The 1960s and early 1970s ushered in a new Age of Aquarius, and also jump-started mainstream America's love affair with the occult, making once taboo subjects like witchcraft and devil worship suitable conversation material for a suburban cocktail party. Anton LaVey was getting plenty of press with his Church of Satan, and it seems like Americans everywhere were suddenly interested in topics like astrology and ritual magic.
People were eagerly abandoning the clutches of mainstream religions and instead devoting time to books on astral projection and spell casting, and it wasn't long before popular music began to reflect the public's interest in magic and the occult.
The Chicago-based psychedelic rockers Coven released their infamous Witchcraft Destroys Minds and Reaps Souls album in 1969, and Black Sabbath scared people's parents the following year with their doom-laden debut, but more than just hard rockers were getting in on the action. Music created on Moog synthesizers was also becoming popular with the public around the same time, so perhaps it was inevitable that the occult and early electronic music would soon meet.
Enter Canadian-born composer Morton Garson, an artist with a very strange résumé, including writing songs for Brenda Lee and Cliff Richards before arranging two albums by Doris Day. Throughout the '60s, Garson was featured on numerous albums by soft-pop and easy listening artists, before becoming one of the first arrangers or composers to use the newly available Moog synthesizers.
Garson recorded an astrology-themed album featuring the instrument for Elektra Records, as well as a few other early electronic-music oddities, before recording a 12-album series of astrological electronic music on A&M Records -- one album for each sign of the Zodiac.

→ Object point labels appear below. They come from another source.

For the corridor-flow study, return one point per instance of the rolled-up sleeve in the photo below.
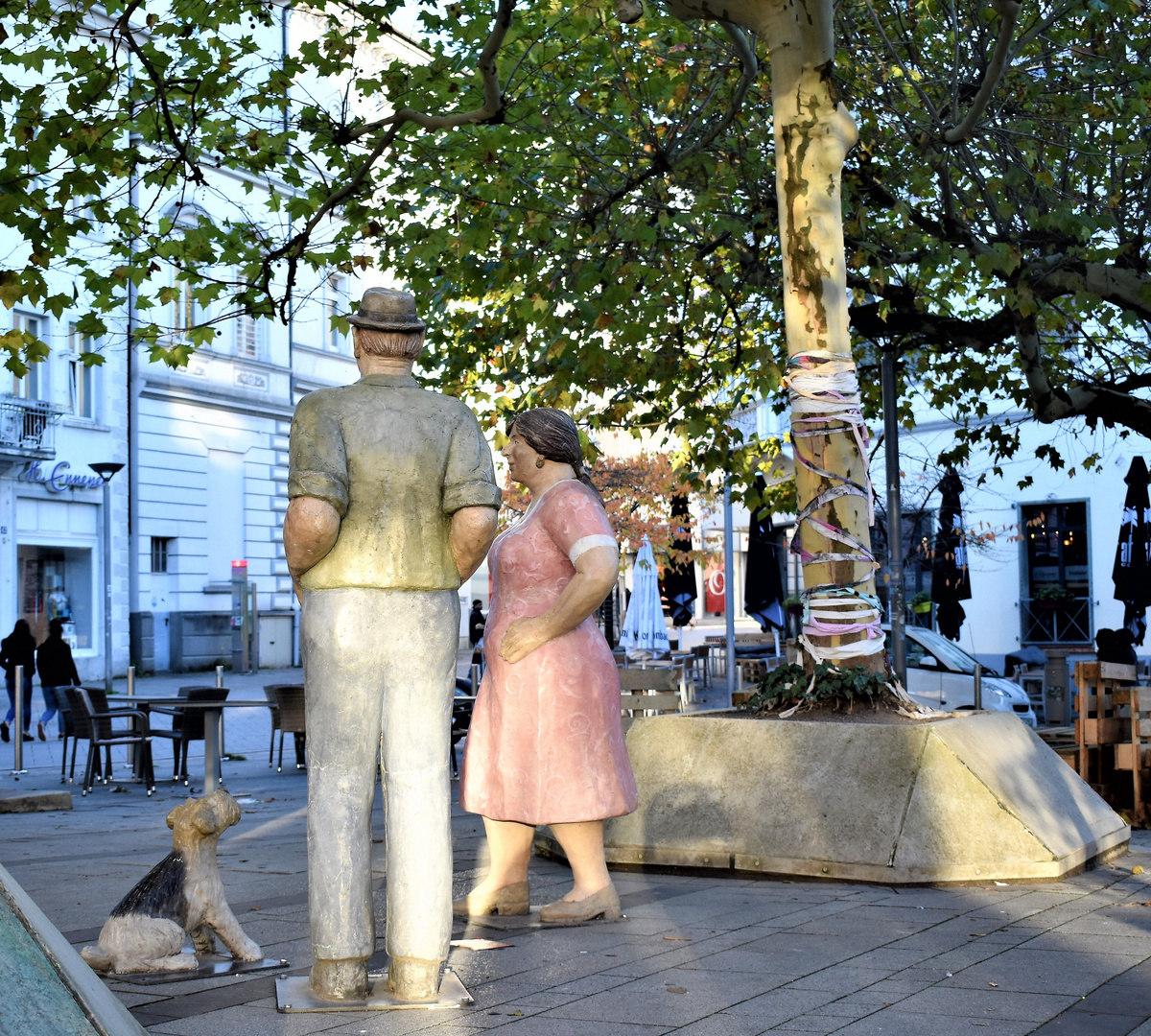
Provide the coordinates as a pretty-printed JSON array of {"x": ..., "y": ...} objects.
[
  {"x": 470, "y": 479},
  {"x": 317, "y": 464}
]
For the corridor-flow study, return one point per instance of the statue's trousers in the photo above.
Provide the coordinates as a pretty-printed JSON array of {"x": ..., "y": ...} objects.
[{"x": 380, "y": 676}]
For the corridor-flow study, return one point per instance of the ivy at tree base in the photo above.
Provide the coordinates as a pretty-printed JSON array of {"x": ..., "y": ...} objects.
[{"x": 788, "y": 685}]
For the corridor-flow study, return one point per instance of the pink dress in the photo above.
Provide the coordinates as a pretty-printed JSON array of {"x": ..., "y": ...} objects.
[{"x": 546, "y": 743}]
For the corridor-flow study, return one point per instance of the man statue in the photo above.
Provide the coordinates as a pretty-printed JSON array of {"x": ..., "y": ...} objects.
[{"x": 392, "y": 506}]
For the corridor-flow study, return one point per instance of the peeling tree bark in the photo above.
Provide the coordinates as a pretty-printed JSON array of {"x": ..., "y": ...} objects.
[{"x": 812, "y": 133}]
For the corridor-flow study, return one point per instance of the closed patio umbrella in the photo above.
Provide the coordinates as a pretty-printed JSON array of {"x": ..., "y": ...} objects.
[
  {"x": 763, "y": 588},
  {"x": 645, "y": 630},
  {"x": 950, "y": 579},
  {"x": 1132, "y": 571},
  {"x": 678, "y": 582}
]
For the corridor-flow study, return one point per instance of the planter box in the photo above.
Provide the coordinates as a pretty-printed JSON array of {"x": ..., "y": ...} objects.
[{"x": 964, "y": 799}]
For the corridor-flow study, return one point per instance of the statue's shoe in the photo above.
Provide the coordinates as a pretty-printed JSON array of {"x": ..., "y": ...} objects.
[
  {"x": 602, "y": 904},
  {"x": 510, "y": 899}
]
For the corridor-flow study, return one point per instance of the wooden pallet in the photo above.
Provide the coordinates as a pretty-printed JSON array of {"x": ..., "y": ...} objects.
[{"x": 1114, "y": 732}]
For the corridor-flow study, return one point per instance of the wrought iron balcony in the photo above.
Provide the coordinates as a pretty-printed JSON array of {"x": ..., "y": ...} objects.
[
  {"x": 28, "y": 427},
  {"x": 1056, "y": 622}
]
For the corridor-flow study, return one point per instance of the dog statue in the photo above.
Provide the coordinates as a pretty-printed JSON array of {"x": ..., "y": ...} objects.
[{"x": 181, "y": 896}]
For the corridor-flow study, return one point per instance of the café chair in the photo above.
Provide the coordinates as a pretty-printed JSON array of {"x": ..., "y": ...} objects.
[
  {"x": 92, "y": 720},
  {"x": 291, "y": 702}
]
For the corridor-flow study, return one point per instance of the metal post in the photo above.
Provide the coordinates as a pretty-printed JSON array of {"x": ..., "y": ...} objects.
[
  {"x": 131, "y": 694},
  {"x": 256, "y": 630},
  {"x": 17, "y": 735},
  {"x": 895, "y": 517},
  {"x": 729, "y": 588},
  {"x": 107, "y": 586},
  {"x": 220, "y": 720}
]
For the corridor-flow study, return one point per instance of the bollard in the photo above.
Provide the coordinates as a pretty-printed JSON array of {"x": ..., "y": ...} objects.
[
  {"x": 17, "y": 735},
  {"x": 131, "y": 692},
  {"x": 220, "y": 728}
]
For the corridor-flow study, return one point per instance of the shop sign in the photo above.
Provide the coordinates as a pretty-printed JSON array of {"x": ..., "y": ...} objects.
[{"x": 58, "y": 479}]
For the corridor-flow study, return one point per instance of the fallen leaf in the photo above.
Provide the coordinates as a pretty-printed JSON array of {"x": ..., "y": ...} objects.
[{"x": 479, "y": 944}]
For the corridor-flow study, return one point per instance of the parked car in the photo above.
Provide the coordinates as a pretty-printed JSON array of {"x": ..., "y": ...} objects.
[{"x": 942, "y": 674}]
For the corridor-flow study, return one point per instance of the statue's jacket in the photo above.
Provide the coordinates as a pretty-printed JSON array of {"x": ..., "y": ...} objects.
[{"x": 396, "y": 461}]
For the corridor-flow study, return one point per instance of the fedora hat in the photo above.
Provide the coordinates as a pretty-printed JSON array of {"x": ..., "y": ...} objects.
[{"x": 385, "y": 309}]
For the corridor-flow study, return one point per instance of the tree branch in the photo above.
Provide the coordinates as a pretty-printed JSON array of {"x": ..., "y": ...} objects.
[
  {"x": 1008, "y": 14},
  {"x": 490, "y": 110},
  {"x": 1125, "y": 288},
  {"x": 665, "y": 161}
]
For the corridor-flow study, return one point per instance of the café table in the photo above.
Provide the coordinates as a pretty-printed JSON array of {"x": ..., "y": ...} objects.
[{"x": 213, "y": 722}]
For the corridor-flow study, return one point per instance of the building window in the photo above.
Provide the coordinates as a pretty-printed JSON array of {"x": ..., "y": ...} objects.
[
  {"x": 247, "y": 337},
  {"x": 184, "y": 309},
  {"x": 33, "y": 386},
  {"x": 81, "y": 378},
  {"x": 161, "y": 548},
  {"x": 57, "y": 582},
  {"x": 335, "y": 304},
  {"x": 919, "y": 532},
  {"x": 1057, "y": 603}
]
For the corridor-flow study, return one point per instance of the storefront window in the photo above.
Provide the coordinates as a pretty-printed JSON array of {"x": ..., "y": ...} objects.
[
  {"x": 57, "y": 582},
  {"x": 1058, "y": 605}
]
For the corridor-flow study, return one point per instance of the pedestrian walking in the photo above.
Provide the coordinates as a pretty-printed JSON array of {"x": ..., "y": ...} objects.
[
  {"x": 476, "y": 623},
  {"x": 57, "y": 669},
  {"x": 17, "y": 648}
]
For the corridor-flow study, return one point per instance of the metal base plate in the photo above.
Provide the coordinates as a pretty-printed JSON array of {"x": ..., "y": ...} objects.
[
  {"x": 522, "y": 922},
  {"x": 211, "y": 967},
  {"x": 294, "y": 995}
]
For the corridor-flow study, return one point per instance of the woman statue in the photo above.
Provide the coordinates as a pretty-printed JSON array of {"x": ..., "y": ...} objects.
[
  {"x": 546, "y": 745},
  {"x": 17, "y": 648}
]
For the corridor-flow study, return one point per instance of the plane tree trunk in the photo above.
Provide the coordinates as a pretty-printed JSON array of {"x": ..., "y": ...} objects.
[{"x": 812, "y": 135}]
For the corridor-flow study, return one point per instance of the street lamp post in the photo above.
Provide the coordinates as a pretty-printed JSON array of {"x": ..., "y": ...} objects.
[{"x": 106, "y": 470}]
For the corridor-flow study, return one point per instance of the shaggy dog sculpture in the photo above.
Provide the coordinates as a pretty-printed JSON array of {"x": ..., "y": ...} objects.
[{"x": 181, "y": 896}]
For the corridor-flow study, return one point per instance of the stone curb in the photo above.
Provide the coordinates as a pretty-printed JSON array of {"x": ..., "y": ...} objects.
[
  {"x": 107, "y": 1016},
  {"x": 35, "y": 801}
]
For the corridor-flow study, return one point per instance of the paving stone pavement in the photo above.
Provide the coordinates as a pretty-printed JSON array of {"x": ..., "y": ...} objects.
[{"x": 699, "y": 954}]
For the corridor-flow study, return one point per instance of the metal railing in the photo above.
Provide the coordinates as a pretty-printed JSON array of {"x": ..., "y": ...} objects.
[
  {"x": 29, "y": 426},
  {"x": 1056, "y": 622}
]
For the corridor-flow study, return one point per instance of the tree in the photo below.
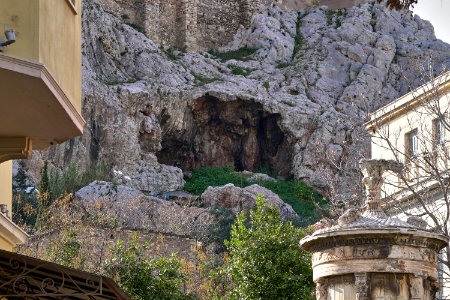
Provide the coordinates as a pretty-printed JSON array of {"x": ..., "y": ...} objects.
[
  {"x": 265, "y": 261},
  {"x": 419, "y": 137},
  {"x": 143, "y": 278}
]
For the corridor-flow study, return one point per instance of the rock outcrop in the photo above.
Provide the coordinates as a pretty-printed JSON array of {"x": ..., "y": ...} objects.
[
  {"x": 295, "y": 106},
  {"x": 243, "y": 199}
]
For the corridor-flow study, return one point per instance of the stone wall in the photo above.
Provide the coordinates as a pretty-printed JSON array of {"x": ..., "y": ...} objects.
[{"x": 198, "y": 24}]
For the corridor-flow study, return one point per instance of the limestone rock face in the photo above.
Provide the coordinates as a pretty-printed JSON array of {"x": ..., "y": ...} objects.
[
  {"x": 153, "y": 114},
  {"x": 243, "y": 199}
]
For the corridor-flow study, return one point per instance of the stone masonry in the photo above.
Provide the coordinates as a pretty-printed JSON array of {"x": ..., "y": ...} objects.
[{"x": 194, "y": 25}]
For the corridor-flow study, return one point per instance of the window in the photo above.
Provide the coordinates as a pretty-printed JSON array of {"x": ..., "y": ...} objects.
[
  {"x": 411, "y": 153},
  {"x": 412, "y": 144},
  {"x": 438, "y": 132}
]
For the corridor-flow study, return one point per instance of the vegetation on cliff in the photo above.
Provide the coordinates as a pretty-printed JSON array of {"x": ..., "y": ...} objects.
[{"x": 305, "y": 201}]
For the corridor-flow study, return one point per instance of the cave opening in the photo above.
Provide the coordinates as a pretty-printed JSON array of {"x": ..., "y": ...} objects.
[{"x": 223, "y": 133}]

In 1971 Garson recorded what might be regarded as his masterpiece, an occult-themed album aptly named Black Mass by "Lucifer" (the name under which Garson decided to attribute the album). The record is now widely collected by fans of early Moog music and collectors of occult-music oddities. Sporting a menacing-looking black cover with strange symbols on one side and a sigil of Baphomet on the other, the album was not for the easily shaken. The tracks had equally sinister-sounding names like "Voices of the Dead" and "Exorcism," making Black Mass one of the spookiest albums of the early-'70s, and a classic of early occult and electronic music.